Ammesse tutte le richieste di costituzione di parte civile. Escluso, per il momento, l’utilizzo delle chat criptate depositate dalla procura. Sono le gedizioni del gup Giuseppe De Salvatore al processo nato dall’inchiesta ribattezzata “Codice interno“, che nel febbraio scorso ha terremotato la città di Bari. Ben 109 gli imputati nel procedimento, celebrato col rito abbreviato, sui presunti intrecci tra mafia, politica e imprenditoria cittadina.

Tra le parti civili che si sono costituite ci sono anche il Comune di Bari, la Regione Puglia, l’associazione antimafia Libera, i ministeri dell’Interno e della Giustizia e le municipalizzate Amgas e Amtab. Per il momento, invece, non sono state ammesse le “criptochat” depositate dai pm Fabio Buquicchio e Marco D’Agostino nell’udienza del 25 settembre: il gup, in questo caso, ha deciso di accogliere le eccezioni presentate dai difensori di alcuni imputati. Le ‘criptochat’, acquisite nell’ambito di un altro procedimento, riguardano intercettazioni tra esponenti della criminalità organizzata coinvolti anche in questo processo che parlano tra loro utilizzando telefoni in cui era installato un software canadese, che rendeva i cellulari quasi impossibili da intercettare. Per decriptarne il contenuto, gli inquirenti sono stati aiutati dalle autorità francesi e olandesi.

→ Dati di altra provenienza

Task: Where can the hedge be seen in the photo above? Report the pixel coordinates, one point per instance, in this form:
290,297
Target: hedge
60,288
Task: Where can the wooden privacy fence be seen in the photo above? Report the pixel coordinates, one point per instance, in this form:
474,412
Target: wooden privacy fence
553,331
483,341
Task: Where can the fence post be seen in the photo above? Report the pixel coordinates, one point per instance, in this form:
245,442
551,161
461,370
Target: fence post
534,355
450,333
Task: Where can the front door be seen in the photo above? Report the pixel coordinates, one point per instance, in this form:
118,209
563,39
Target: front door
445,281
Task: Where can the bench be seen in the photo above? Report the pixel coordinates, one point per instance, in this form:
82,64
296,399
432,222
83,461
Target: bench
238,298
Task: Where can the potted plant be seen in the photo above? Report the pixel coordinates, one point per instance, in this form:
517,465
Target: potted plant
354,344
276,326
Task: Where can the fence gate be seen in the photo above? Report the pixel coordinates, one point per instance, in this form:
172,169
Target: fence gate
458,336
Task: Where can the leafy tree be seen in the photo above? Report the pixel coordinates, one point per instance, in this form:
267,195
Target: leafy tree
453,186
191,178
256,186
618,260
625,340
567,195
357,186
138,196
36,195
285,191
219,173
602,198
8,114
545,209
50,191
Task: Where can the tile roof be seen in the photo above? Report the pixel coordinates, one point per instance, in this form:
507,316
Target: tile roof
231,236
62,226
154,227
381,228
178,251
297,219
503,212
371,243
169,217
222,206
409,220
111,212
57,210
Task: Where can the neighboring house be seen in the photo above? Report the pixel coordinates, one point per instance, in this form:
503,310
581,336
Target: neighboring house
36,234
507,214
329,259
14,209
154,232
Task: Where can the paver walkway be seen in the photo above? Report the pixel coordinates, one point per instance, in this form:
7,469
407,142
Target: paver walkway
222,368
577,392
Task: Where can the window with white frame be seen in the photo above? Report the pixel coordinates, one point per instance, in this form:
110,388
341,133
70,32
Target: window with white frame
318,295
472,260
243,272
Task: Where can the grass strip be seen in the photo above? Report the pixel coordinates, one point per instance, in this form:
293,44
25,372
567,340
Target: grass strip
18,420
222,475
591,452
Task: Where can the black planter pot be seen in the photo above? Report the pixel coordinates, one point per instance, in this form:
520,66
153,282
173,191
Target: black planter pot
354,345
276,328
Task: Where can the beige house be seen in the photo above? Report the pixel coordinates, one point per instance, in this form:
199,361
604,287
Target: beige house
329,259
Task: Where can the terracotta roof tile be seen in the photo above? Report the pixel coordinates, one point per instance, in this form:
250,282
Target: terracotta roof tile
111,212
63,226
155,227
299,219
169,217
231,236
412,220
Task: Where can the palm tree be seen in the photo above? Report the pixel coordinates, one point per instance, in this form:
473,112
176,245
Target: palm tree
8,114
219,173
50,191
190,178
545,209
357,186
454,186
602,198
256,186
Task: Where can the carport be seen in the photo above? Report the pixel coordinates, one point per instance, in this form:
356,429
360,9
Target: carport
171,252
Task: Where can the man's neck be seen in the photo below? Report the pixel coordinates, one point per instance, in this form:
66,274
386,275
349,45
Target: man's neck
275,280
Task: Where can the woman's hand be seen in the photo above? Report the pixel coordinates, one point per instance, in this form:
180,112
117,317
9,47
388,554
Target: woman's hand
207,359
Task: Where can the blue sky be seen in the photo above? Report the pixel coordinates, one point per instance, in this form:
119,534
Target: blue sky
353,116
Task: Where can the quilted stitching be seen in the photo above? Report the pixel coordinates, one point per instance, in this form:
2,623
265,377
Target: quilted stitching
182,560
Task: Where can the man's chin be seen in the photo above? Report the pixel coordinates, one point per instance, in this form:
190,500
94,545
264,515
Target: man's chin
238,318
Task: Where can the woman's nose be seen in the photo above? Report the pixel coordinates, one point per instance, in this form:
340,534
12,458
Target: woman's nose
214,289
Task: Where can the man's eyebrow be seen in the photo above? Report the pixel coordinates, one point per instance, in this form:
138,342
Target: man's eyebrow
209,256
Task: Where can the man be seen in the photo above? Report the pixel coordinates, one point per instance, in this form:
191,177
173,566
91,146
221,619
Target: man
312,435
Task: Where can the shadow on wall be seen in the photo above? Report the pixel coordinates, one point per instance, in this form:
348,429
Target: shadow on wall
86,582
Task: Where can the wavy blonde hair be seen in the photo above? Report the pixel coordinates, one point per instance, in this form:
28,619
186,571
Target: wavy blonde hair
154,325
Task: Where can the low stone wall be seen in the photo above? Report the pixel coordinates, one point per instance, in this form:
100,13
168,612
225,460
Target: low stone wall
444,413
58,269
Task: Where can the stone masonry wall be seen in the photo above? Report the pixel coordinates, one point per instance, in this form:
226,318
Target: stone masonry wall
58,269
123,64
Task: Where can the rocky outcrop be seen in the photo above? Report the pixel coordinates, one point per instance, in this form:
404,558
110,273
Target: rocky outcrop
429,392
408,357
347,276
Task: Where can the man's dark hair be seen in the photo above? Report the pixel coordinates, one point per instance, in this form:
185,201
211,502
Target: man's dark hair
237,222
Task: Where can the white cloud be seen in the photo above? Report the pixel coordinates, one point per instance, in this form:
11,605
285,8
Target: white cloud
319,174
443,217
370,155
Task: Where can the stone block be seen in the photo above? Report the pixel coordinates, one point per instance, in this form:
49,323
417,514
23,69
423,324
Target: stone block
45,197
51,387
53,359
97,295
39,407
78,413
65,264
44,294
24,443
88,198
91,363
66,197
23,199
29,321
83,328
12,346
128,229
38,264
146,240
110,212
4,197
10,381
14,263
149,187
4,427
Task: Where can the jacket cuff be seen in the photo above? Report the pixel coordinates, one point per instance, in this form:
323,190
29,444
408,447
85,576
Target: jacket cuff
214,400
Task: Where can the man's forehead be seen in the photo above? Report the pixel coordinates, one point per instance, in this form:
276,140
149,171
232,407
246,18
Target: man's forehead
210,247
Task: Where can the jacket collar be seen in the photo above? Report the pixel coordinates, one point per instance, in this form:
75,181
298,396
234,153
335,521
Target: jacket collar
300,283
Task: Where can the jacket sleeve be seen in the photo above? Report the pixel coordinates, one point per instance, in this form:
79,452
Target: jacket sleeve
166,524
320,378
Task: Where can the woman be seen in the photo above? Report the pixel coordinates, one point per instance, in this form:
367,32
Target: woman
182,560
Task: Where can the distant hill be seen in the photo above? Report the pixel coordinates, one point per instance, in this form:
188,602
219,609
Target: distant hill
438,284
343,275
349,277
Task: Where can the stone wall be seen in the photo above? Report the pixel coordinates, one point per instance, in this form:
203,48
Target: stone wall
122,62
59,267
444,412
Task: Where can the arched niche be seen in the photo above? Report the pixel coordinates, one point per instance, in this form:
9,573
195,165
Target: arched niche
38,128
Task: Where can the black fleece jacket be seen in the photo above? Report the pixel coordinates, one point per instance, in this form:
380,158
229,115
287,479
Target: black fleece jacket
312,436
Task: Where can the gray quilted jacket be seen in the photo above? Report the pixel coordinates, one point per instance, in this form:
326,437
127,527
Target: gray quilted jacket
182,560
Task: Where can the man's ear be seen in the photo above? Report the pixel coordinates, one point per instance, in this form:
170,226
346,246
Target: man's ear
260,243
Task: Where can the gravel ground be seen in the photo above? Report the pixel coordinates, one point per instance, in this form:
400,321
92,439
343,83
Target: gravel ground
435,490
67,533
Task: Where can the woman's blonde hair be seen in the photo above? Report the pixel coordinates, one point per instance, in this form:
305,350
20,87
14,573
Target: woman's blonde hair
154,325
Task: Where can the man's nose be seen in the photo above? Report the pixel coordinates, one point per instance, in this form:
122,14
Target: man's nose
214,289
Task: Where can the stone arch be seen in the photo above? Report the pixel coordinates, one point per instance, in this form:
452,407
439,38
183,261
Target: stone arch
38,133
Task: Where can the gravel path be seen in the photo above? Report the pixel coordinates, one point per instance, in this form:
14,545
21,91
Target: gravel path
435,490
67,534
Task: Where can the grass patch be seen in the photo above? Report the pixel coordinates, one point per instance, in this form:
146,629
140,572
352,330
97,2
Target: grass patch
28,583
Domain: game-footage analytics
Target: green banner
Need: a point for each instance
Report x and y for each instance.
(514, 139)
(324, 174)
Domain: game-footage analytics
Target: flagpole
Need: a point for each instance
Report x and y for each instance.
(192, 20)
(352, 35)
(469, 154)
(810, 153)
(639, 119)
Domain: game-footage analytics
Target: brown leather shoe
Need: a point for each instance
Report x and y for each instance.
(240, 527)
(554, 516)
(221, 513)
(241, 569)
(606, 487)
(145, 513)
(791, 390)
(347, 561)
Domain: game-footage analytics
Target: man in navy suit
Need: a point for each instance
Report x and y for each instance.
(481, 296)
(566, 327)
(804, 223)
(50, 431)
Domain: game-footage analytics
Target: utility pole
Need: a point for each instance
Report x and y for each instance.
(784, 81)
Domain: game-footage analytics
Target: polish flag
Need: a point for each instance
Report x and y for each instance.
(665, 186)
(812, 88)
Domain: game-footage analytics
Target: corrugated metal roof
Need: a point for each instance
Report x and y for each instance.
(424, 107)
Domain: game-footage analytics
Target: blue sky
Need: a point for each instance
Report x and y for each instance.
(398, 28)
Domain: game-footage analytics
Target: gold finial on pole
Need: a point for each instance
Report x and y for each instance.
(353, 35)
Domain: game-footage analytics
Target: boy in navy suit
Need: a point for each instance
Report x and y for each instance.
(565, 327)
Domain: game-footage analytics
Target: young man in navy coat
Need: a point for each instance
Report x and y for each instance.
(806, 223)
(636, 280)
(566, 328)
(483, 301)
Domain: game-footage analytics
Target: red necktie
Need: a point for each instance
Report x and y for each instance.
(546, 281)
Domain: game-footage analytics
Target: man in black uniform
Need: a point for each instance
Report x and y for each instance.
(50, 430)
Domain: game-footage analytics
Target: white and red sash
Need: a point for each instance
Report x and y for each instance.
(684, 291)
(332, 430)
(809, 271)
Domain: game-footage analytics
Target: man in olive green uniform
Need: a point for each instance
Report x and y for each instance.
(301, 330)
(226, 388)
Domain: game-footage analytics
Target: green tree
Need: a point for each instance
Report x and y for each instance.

Nella prossima udienza dell’8 novembre, davanti al gup, parleranno alcuni imputati che hanno chiesto di rendere spontanee dichiarazioni. In quella del 27 novembre, invece, ci sarà l’esame del boss Savino Parisi, del figlio Tommaso, cantante neomelodico, e dell’ex consigliere regionale Giacomo Olivieri, che è in carcere dal 26 febbraio ed è a processo per scambio elettorale politico-mafioso e per estorsione. È accusato di aver raccolto i voti della malavita per favorire l’elezione al consiglio comunale di Bari, nel 2019, della moglie Maria Carmen Lorusso. Anche la donna è stata coinvolta nell’inchiesta: tornata in libertà oggi dopo aver trascorso otto mesi ai domiciliari, Lorusso è a processo con rito ordinario – sempre per scambio elettorale politico-mafioso – insieme ad altri 14 imputati, tra cui il padre, l’oncologo Vito Lorusso, già indagato in altre indagini.